News & Reviews News Wire Signalmen’s union rejects contract agreement with U.S. Class I railroads

Signalmen’s union rejects contract agreement with U.S. Class I railroads

By Bill Stephens | October 26, 2022

The Brotherhood of Railroad Signalmen becomes the second union to vote down the contract

Chicago Railfanning at Lisle: Orange locomotives moving train in heavy snow.
Snow obscures most of the train as a westbound manifest freight passes under the signal bridge at the east end of Lisle, Ill., on Feb. 9, 2020. David Lassen

FRONT ROYAL, Va. — Members of the Brotherhood of Railroad Signalmen have voted against ratification of the tentative agreement union leaders had reached with the U.S. Class I railroads on Sept. 15.

Nearly 61% of the rank and file voted no, while 39% voted yes for the proposed contract. The two sides now will head back to the bargaining table.

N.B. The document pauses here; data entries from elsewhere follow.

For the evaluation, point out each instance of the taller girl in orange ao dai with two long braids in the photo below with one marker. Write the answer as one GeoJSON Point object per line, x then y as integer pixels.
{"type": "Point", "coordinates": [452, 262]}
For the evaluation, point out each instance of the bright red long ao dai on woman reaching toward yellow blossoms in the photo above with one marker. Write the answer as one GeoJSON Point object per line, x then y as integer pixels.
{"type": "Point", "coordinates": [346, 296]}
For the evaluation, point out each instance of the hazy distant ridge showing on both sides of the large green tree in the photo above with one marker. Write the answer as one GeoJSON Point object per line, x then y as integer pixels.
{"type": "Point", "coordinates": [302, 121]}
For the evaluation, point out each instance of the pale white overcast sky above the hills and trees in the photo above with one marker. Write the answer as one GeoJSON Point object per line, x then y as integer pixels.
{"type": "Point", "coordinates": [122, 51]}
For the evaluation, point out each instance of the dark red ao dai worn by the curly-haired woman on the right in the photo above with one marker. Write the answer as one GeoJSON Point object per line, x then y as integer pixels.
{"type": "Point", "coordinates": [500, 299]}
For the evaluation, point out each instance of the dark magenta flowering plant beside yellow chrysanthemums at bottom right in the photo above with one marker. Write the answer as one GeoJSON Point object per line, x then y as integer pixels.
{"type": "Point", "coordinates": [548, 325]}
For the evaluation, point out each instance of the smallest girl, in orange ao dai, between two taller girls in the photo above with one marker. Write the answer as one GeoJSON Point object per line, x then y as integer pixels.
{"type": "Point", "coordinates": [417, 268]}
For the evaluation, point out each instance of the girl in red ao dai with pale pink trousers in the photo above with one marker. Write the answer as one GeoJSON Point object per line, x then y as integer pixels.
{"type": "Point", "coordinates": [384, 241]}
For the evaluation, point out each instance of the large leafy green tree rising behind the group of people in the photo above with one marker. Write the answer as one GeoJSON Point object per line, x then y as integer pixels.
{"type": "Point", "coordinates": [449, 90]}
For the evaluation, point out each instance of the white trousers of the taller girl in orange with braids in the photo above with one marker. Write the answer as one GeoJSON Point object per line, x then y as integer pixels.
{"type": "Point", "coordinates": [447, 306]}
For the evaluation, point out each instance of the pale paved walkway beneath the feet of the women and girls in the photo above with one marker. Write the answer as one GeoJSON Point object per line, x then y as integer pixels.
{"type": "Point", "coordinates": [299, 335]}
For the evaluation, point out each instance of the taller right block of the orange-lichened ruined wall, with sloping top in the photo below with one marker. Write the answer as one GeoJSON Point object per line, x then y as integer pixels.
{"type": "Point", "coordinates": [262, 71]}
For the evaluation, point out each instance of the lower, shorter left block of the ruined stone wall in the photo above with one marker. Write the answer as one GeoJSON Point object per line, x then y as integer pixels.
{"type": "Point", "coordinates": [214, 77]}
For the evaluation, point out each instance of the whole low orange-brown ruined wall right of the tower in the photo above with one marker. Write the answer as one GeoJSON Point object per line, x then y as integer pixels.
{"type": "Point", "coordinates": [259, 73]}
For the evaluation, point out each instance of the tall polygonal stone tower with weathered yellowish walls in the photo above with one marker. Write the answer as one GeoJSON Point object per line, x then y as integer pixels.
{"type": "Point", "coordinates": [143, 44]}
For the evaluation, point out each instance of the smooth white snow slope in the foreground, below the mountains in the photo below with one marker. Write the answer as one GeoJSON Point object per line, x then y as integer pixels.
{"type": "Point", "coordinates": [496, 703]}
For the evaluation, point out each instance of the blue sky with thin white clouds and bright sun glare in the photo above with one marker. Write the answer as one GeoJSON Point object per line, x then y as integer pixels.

Six of the 12 unions representing railroad workers have ratified their contracts. The BRS becomes the second to reject the tentative agreement. The Brotherhood of Maintenance of Way Employees rejected their contract on Oct. 10.

“For the first time that I can remember, the BRS members voted not to ratify a National Agreement, and with the highest participation rate in BRS history,” union President Michael Baldwin said in a statement. Nearly three quarters of the union’s 6,339 members returned their ballots.

Baldwin expressed disappointment with what he called “the lack of good-faith bargaining” on the part of the National Carriers’ Conference Committee, which represents the railroads. He also said the Presidential Emergency Board recommendations, which did not address working conditions such as paid sick leave, played a role in the members’ decision.

The railroads and emergency board also failed to recognize the important work signalmen perform, he added.

“Without signalmen, the roadways and railroad crossings would be unsafe for the traveling public, and they shoulder that heavy burden each day,” Baldwin said. “Additionally, the highest offices at each carrier, as well as their stockholders, seem to forget that the rank-and-file of their employees continued to perform their job each day through an unprecedented pandemic, while the executives worked from home to keep their families safe.”

The proposed contract included a 24% compounded raise over the five-year life of the deal, plus five $1,000 bonuses.

“We are disappointed that the Brotherhood of Railroad Signalmen has failed to ratify the recent tentative agreement with the nation’s freight railroads, delaying the benefits of the tentative agreement for BRS-represented employees and further extending resolution of the bargaining round with BRS,” the National Railway Labor Conference said in a statement.

The railroads’ negotiating arm adds: “In its announcement regarding the ratification results, BRS asserts that the tentative agreement is inadequate because it does not provide for additional paid sick time. However, the vast majority of BRS members work predictable schedules and all have access to time off. Like other rail employees, they can and do take time off for sickness and already have paid sickness benefits beginning after four days of illness-related absence and extending for up to a year. The structure of these benefits is a function of decades of bargaining where the unions have repeatedly agreed that short-term absences would be unpaid in favor of higher compensation for days worked and more generous sickness benefits for longer absences.”

The rejection results in a status quo period where the BRS will begin new talks with the railroads.

That status quo period will extend to five days after Congress reconvenes, which is currently set for Nov. 14. If Congress returns to session on November 14, there would be no “self help” until after Nov. 19.

But the National Railway Labor Conference said the two sides had agreed to a status quo period until early December. “As such, the failed ratification does not present risk of an immediate service disruption,” the NRLC said.